Earth Day: its history and message of hope

Around Cam’s Campfire Updated Sig

Cameron Luker

Today marks the 50th Anniversary of a once radical and now beloved annual event: Earth Day. Unfortunately, this birthday for America’s modern environmental sensibility will likely be overshadowed by coronavirus, which has disrupted all of our lives. I wanted to try to cut through some of the noise and (well deserved) fear to examine what Earth Day means and how we can use it to create hope.

Environment and peace advocate John McConnell advocated for the what would become Earth Day at the 1969 San Francisco UNESCO Conference in response to a major oil spill off the coast of California. The oil spill was a call to action to many of the Americans who were beginning to become more aware of how rapid industrialization was threatening not only human health but the integrity of ecosystems. The dangers of pesticides illuminated in Rachel Carson’s 1962 book Silent Spring were still fresh in many people’s minds and rivers were catching on fire because they were so full of pollution. Things needed to change.

A few weeks later Gaylord Nelson, a US Senator from Wisconsin, liked the idea and put together a team to organize the first Earth Day. Since this is a college newspaper, it should be noted that colleges were the hotbed of involvement that helped to make Earth Day a long-lived and widely appreciated event. Many of the organizers were college students hoping for a better world, and their work paid off.

Senator Nelson knew from the beginning that college students would be a big part of the movement, so he scheduled it for a day that wouldn’t conflict with spring break or finals. He settled on April 22. The first Earth Day involved an estimated 20 million people in marches, teach-ins, demonstrations, songs and art. People filled the streets of downtown Manhattan and government leaders spoke to crowds in hometowns across America promising protection for the natural world.

Thankfully, the government delivered. Three months after the first Earth Day the Environmental Protection Agency was created. In the following years, landmark environmental protection policies were passed into law, including the Clean Water Act, the Marine Mammal Protection Act, the Endangered Species Act, and the Resource Conservation and Recovery Act.
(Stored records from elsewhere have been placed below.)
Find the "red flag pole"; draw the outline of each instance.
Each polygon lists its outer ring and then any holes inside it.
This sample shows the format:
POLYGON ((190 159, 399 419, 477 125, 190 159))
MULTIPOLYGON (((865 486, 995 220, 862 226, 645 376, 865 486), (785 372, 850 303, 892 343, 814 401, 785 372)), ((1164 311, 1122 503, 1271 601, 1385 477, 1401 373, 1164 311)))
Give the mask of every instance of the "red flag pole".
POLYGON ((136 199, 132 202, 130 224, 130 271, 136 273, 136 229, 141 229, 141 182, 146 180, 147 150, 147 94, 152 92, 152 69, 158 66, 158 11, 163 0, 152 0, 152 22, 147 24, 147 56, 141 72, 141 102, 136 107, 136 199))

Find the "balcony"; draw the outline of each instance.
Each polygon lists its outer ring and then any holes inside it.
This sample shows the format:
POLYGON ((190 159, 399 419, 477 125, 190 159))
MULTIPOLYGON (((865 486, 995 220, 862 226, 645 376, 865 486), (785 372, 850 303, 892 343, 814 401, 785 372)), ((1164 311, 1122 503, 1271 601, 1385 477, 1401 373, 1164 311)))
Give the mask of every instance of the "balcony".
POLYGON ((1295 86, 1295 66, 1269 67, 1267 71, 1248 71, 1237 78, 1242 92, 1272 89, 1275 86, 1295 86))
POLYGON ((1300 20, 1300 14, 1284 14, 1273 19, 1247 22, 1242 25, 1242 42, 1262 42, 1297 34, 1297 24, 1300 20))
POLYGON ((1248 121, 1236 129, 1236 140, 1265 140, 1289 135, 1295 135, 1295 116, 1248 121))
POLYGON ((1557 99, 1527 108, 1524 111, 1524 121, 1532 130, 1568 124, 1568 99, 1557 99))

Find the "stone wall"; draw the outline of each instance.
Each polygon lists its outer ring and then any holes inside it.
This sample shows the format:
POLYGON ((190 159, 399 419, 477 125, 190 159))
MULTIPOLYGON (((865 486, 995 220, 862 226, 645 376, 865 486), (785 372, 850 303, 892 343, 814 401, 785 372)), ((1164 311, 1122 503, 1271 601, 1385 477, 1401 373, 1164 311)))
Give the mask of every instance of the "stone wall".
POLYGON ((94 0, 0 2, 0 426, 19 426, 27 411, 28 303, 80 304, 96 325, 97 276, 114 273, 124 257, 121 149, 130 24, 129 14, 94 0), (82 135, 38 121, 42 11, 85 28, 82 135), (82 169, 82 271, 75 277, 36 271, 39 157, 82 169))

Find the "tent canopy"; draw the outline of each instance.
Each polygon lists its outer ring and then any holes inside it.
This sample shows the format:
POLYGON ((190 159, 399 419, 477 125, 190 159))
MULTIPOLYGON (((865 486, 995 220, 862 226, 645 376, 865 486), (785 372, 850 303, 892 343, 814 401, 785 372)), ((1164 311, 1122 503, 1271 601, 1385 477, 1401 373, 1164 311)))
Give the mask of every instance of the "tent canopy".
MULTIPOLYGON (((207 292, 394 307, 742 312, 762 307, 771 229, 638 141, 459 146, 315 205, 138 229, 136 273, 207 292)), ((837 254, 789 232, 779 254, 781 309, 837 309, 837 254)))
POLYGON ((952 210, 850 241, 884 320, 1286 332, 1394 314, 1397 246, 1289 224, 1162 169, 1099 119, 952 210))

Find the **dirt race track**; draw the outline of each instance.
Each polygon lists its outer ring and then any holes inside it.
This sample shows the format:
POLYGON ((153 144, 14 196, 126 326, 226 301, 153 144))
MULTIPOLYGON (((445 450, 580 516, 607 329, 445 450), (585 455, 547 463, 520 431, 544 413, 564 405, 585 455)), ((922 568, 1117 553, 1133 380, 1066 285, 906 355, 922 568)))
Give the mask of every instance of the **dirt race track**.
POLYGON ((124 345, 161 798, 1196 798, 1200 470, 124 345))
These laws continue to serve as the most powerful policies in protecting the people and natural resources of the United States.

These laws have been invoked to ensure that the water coming out of faucets in Lexington is safe to drink and the reclusive owls in Oregon do not go extinct.

While we can count these as victories, we must be sure not to rest.

These laws are not equipped to deal with the global environmental disasters we now face. Climate change is already beginning to sink islands, trash is floating in the middle of oceans, and the Amazon continues to be further whittled away.

A lot has changed in fifty years, and so must our approach to combatting these existential threats, especially in the face of denialism and greed. The first thing we can do is to reflect on Earth Day as a concept. When we think about “Mother Earth” or “nature” we often think of everything that isn’t human. This can be a dangerous definition.

Humans are just as much of the Earth as bugs, rocks, or trees. We aren’t some separate entity that exists in some elevated plain above nature, we are instead “plain members and citizens” of a global ecosystem, to borrow the words of conservation thinker Aldo Leopold. His most famous work, A Sand County Almanac and Sketches Here and There, predated the first Earth Day by over thirty years, but his words ring truer today than ever. We can’t try to remove humans from the equation when we discuss the “environment” because we are all part of the same system. This gets to the root of what Earth Day is all about.

The official flag of Earth Day is a blue flag with a picture of Earth taken from space. It shows isolation. An alien race isn’t going to come down and save us when we’ve chopped down our last tree. We have to figure out how to live on this planet on our own.

I can’t help but see the picture of Earth as a symbol of hope. Although we have such a daunting task before us, we have togetherness. You can’t see borders, war, or suffering from the map. You see clouds moving across the deep blue oceans that surround the vivacious green we call land. It is all we need. The picture encapsulated all of us. It is a group picture of the Earth. We are all together on this blue rock flying through space.

As COVID-19 becomes an international disaster, we are learning the hard way that we all suffer together and that we are all more interconnected than we think. On this Earth Day, I invite us to have a renewed appreciation for togetherness. While our personal lives have become more isolated, we must also be inspired by the fact that many people are united to combat a common enemy.

We must have hope that we can use the same sense of collective resolve and purpose as we face climate change and the other environmental disasters that will threaten the people and places we love. Spend this Earth Day learning about the issues that face your community and world, and find ways that a sense of togetherness can help us celebrate Earth Day even when we are far apart.